Therapeutic Action.—Castor oil is a mild, safe, and speedy cathartic. It rarely produces griping, or any irritation of the bowels, and when it operates it simply removes accumulations in them, without materially increasing the intestinal secretions. Its mild and unirritating qualities will readily point the practitioner of medicine to the class of diseases in which it will be found most important, and to the cure of which it seems to be most appropriate. It may be used in any case where a mild and unirritating, and not a revulsive and hydragogue cathartic is indicated.

The cases in which it seems most to be indicated are those in which there is gastro-intestinal irritation, or a debilitated state of the bowels, or general debility, as during the advanced stages of fever, during pregnancy and the puerperal state, in constipation where a simple evacuant is required, in cases where acrid agents have been taken into the stomach, or wherever acrid secretions or accumulations are present in the intestinal canal, and also in many diseases peculiar to children.

In mucous enteritis, castor oil is regarded as a most valuable agent; it is extensively employed in this disease, owing to its mild and unirritating character. It is often combined with the oil of turpentine and laudanum in dysentery, and used with much advantage. The castor oil and turpentine answer a very valuable purpose in typhoid fever attended with tympanitis; the same combination is also very useful in the tympanitis of puerperal peritonitis.

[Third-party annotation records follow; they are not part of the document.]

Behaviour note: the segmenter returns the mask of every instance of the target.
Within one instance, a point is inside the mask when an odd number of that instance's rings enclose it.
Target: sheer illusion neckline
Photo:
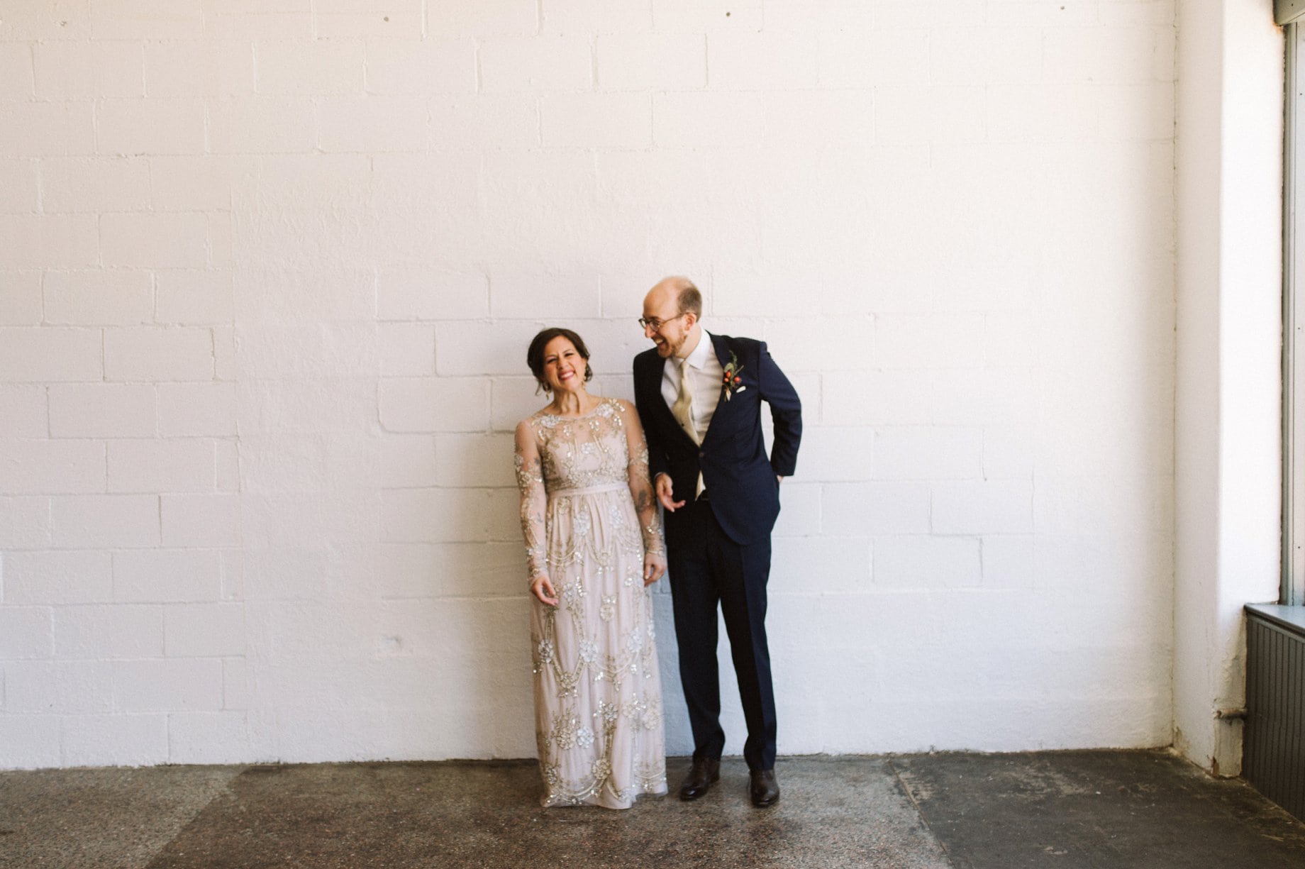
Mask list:
[[[612,398],[600,398],[600,399],[598,399],[598,403],[594,404],[592,410],[585,411],[579,416],[568,416],[565,414],[549,414],[547,407],[544,410],[539,411],[538,414],[535,414],[535,416],[551,416],[552,419],[589,419],[590,416],[592,416],[598,411],[603,410],[604,406],[611,404],[613,401],[615,399],[612,399]]]

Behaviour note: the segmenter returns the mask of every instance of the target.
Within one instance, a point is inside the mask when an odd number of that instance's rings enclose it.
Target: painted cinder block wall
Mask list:
[[[526,342],[630,397],[668,273],[804,399],[782,753],[1169,744],[1173,69],[1155,0],[9,4],[0,767],[532,755]]]

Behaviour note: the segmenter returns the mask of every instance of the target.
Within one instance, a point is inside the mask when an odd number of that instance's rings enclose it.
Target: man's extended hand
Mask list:
[[[669,474],[656,475],[656,500],[671,513],[675,513],[676,508],[684,506],[684,501],[675,500],[675,487]]]

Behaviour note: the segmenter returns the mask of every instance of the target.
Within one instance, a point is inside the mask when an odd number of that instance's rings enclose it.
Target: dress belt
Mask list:
[[[553,489],[548,497],[569,498],[573,495],[598,495],[599,492],[619,492],[626,488],[629,488],[628,483],[603,483],[602,485],[582,485],[576,489]]]

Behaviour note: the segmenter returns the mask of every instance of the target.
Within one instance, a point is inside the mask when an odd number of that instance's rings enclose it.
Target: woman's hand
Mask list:
[[[671,483],[671,476],[668,474],[658,474],[656,483],[656,500],[662,502],[668,511],[675,513],[676,508],[683,508],[684,501],[675,500],[675,485]]]
[[[542,573],[530,581],[530,594],[549,607],[557,605],[557,592],[553,591],[553,582],[548,578],[547,573]]]
[[[660,552],[643,553],[643,585],[651,586],[666,573],[666,556]]]

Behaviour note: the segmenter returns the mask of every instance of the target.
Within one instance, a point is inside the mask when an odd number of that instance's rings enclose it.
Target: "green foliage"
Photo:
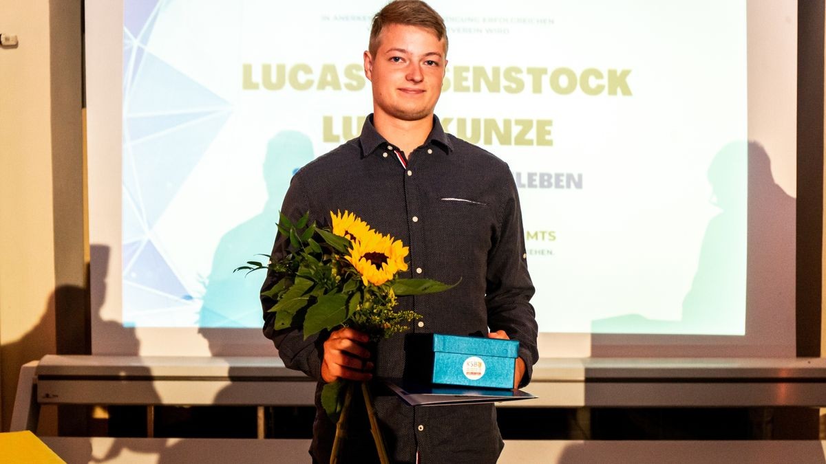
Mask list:
[[[248,274],[268,269],[275,277],[261,295],[275,301],[269,312],[276,314],[277,330],[293,327],[306,339],[324,329],[352,327],[377,342],[406,330],[411,320],[421,317],[413,311],[396,310],[397,296],[444,291],[458,284],[401,278],[381,286],[365,284],[345,259],[353,247],[350,240],[315,223],[308,225],[309,218],[306,213],[293,222],[281,214],[278,234],[279,239],[287,244],[287,254],[276,263],[269,255],[261,255],[267,258],[267,264],[252,260],[235,269]],[[321,403],[333,420],[341,412],[346,383],[336,381],[321,391]]]
[[[344,382],[337,380],[324,384],[321,388],[321,406],[324,407],[327,416],[333,422],[339,419],[339,414],[341,413],[341,390],[343,386],[344,386]]]

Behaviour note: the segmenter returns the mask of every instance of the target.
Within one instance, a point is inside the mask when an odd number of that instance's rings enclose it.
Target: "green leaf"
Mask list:
[[[396,279],[393,281],[392,288],[393,292],[399,296],[425,295],[450,290],[458,285],[460,282],[462,282],[461,278],[456,283],[448,285],[431,279]]]
[[[307,243],[310,244],[310,251],[313,253],[321,253],[321,245],[318,244],[318,242],[313,240],[312,239],[307,239]]]
[[[296,229],[304,229],[308,220],[310,220],[310,211],[304,213],[304,215],[298,220],[298,222],[296,223]]]
[[[326,383],[321,387],[321,406],[324,407],[327,416],[333,422],[338,420],[339,414],[341,413],[341,405],[344,401],[341,398],[341,393],[344,391],[342,388],[344,386],[344,381],[336,380]]]
[[[295,314],[292,314],[287,311],[278,311],[275,313],[275,321],[273,323],[273,328],[276,330],[287,329],[287,327],[292,325],[292,318],[294,316]]]
[[[270,311],[283,311],[291,316],[295,315],[298,312],[298,310],[306,305],[310,297],[305,296],[304,293],[306,292],[307,290],[310,290],[313,285],[315,284],[312,281],[309,281],[303,277],[297,277],[296,279],[296,282],[292,284],[292,286],[291,286],[290,289],[282,296],[281,299],[278,300],[278,302],[274,306],[273,306],[273,309],[271,309]]]
[[[298,272],[296,272],[296,275],[301,276],[302,277],[311,278],[313,277],[313,272],[312,269],[301,266],[301,268],[298,268]]]
[[[275,282],[275,285],[271,286],[269,290],[266,291],[262,291],[261,295],[263,295],[264,296],[268,296],[270,298],[274,298],[276,295],[281,293],[282,291],[289,286],[287,285],[287,283],[292,285],[292,281],[291,281],[288,277],[284,277],[280,281]]]
[[[341,288],[341,291],[344,293],[349,293],[351,291],[355,291],[358,288],[358,282],[361,282],[360,279],[350,279],[347,281],[344,286]]]
[[[350,244],[350,241],[344,237],[339,237],[332,232],[327,232],[324,229],[316,230],[318,234],[324,239],[324,241],[327,243],[330,246],[333,247],[333,249],[339,253],[346,253],[349,251],[353,245]]]
[[[304,339],[317,334],[322,329],[332,329],[347,319],[347,296],[329,293],[319,296],[318,301],[307,309],[304,318]]]
[[[358,305],[361,304],[361,293],[358,291],[350,298],[349,302],[347,304],[347,314],[351,315],[353,311],[358,308]]]
[[[296,234],[295,229],[290,229],[290,244],[292,245],[293,248],[301,248],[301,242],[298,239],[298,235]]]

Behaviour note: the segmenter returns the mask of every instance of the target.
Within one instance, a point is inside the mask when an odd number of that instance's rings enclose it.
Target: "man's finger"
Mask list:
[[[352,356],[369,359],[370,350],[349,339],[335,339],[327,340],[324,343],[325,354],[333,352],[344,352]]]
[[[330,334],[330,339],[349,339],[351,340],[356,340],[357,342],[361,342],[366,343],[370,341],[370,338],[367,336],[363,332],[359,332],[355,329],[351,329],[349,327],[343,327],[335,330]]]
[[[499,339],[501,340],[510,340],[510,338],[508,334],[505,333],[504,330],[496,330],[496,332],[491,332],[487,334],[488,339]]]

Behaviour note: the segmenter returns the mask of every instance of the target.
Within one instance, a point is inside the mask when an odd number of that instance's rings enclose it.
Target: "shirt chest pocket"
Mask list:
[[[487,203],[470,198],[440,196],[433,201],[433,215],[444,244],[457,251],[482,253],[487,256],[493,232],[493,214]]]

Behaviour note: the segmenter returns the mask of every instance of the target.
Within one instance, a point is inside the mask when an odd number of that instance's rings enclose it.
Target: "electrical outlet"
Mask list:
[[[0,34],[0,46],[16,47],[17,46],[17,36],[9,34]]]

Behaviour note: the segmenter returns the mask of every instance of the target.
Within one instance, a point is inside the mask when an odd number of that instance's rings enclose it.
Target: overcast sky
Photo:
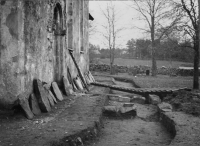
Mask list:
[[[105,10],[107,3],[109,1],[90,1],[89,9],[90,14],[94,17],[93,25],[96,26],[96,30],[98,31],[94,35],[90,36],[90,43],[99,45],[101,48],[107,48],[107,42],[100,32],[104,32],[103,24],[106,23],[106,19],[102,14],[102,10]],[[118,23],[117,27],[125,27],[126,30],[123,30],[117,39],[117,45],[121,48],[126,48],[126,43],[131,38],[147,38],[148,35],[143,31],[139,30],[137,27],[147,27],[144,21],[138,20],[138,12],[136,12],[133,8],[130,7],[132,2],[130,1],[113,1],[115,5],[118,15]]]

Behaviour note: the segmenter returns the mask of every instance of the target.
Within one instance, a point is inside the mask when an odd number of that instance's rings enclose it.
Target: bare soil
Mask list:
[[[131,83],[115,81],[117,85],[133,87]],[[114,91],[117,95],[126,92]],[[171,142],[171,135],[159,122],[155,105],[137,106],[137,116],[132,119],[105,118],[104,128],[97,141],[90,146],[166,146]]]
[[[174,111],[200,116],[200,93],[198,90],[174,92],[165,97],[164,101],[172,104]]]
[[[157,108],[137,104],[137,117],[133,119],[106,118],[104,129],[90,146],[166,146],[171,135],[158,121]]]

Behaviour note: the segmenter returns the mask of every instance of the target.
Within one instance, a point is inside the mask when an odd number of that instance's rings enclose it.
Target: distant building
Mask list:
[[[88,0],[0,1],[0,108],[33,91],[33,80],[61,82],[67,67],[89,69]],[[92,16],[90,16],[92,19]]]

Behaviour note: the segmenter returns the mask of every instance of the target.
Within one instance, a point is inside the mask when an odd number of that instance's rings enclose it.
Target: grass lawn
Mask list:
[[[109,58],[100,59],[104,64],[109,64],[110,60]],[[139,60],[139,59],[122,59],[122,58],[115,58],[115,63],[117,65],[123,65],[123,66],[135,66],[135,65],[148,65],[151,66],[151,60]],[[179,62],[179,61],[163,61],[163,60],[157,60],[157,66],[162,67],[174,67],[178,68],[179,66],[186,65],[186,66],[192,66],[192,63],[188,62]]]
[[[109,73],[95,73],[96,75],[109,75]],[[109,75],[110,76],[110,75]],[[141,88],[190,88],[193,86],[193,77],[170,77],[167,75],[157,75],[157,77],[152,76],[132,76],[127,73],[119,73],[118,75],[114,75],[122,78],[132,79],[136,85]]]
[[[192,77],[169,77],[164,75],[133,77],[137,85],[143,88],[192,88]]]

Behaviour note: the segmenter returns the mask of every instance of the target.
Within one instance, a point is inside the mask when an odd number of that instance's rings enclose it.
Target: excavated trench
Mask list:
[[[129,82],[117,81],[115,84],[123,87],[133,87]],[[110,91],[112,94],[133,96],[121,91]],[[172,140],[172,135],[159,122],[157,106],[139,104],[137,116],[129,119],[104,117],[104,127],[99,138],[90,146],[166,146]]]

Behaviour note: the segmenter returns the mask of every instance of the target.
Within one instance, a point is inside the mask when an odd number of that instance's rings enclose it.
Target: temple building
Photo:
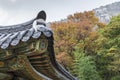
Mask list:
[[[26,23],[0,26],[0,80],[77,80],[57,61],[46,13]]]

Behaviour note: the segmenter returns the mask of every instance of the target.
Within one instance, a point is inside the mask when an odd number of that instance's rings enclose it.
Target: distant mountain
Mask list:
[[[112,16],[120,14],[120,2],[93,9],[100,22],[109,23]]]

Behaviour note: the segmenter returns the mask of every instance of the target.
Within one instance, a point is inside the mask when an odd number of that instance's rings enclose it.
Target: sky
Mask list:
[[[76,12],[89,11],[120,0],[0,0],[0,25],[13,25],[35,18],[39,11],[47,22],[65,19]]]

In constipation arising from hardened feces, castor oil lubricates the bowels, and causes their evacuation. It may be combined with harsh and acrid medicines to lessen their irritating properties.

It is considered a mild and useful cathartic for children, and when there is an irritable condition of the bowels, and a simple agent is required, perhaps there is no cathartic which answers a better purpose. It is combined with many anthelmintics, as worm-seed oil, to assist their action. Infants require relatively larger doses than adults. A peculiarity with regard to this agent as a cathartic is, that reduced quantities are required to produce purging after it has been frequently administered to a patient.

The seeds of the castor oil plant are powerfully cathartic and emetic. Two or three of them will purge, and seven or eight will act violently, producing emesis and hyper-catharsis.

As a means of disguising the taste of this article, the Electuary of Septimus Piesse will probably be found the most efficient. Rx Castor Oil ℥iij., white soft soap ʒj., simple syrup ʒj., oil of cinnamon, gtt. vj. Rub the soap with the simple syrup in a mortar, and then add gradually the castor oil, with constant trituration, until it is thoroughly incorporated with the above ingredients. Finally, mix with the electuary thus formed, the oil of cinnamon, or any other essential oil that may be preferred. By this means a gelatinous electuary will be formed, which is rather palatable than otherwise, and nearly equals, bulk for bulk, castor oil in strength.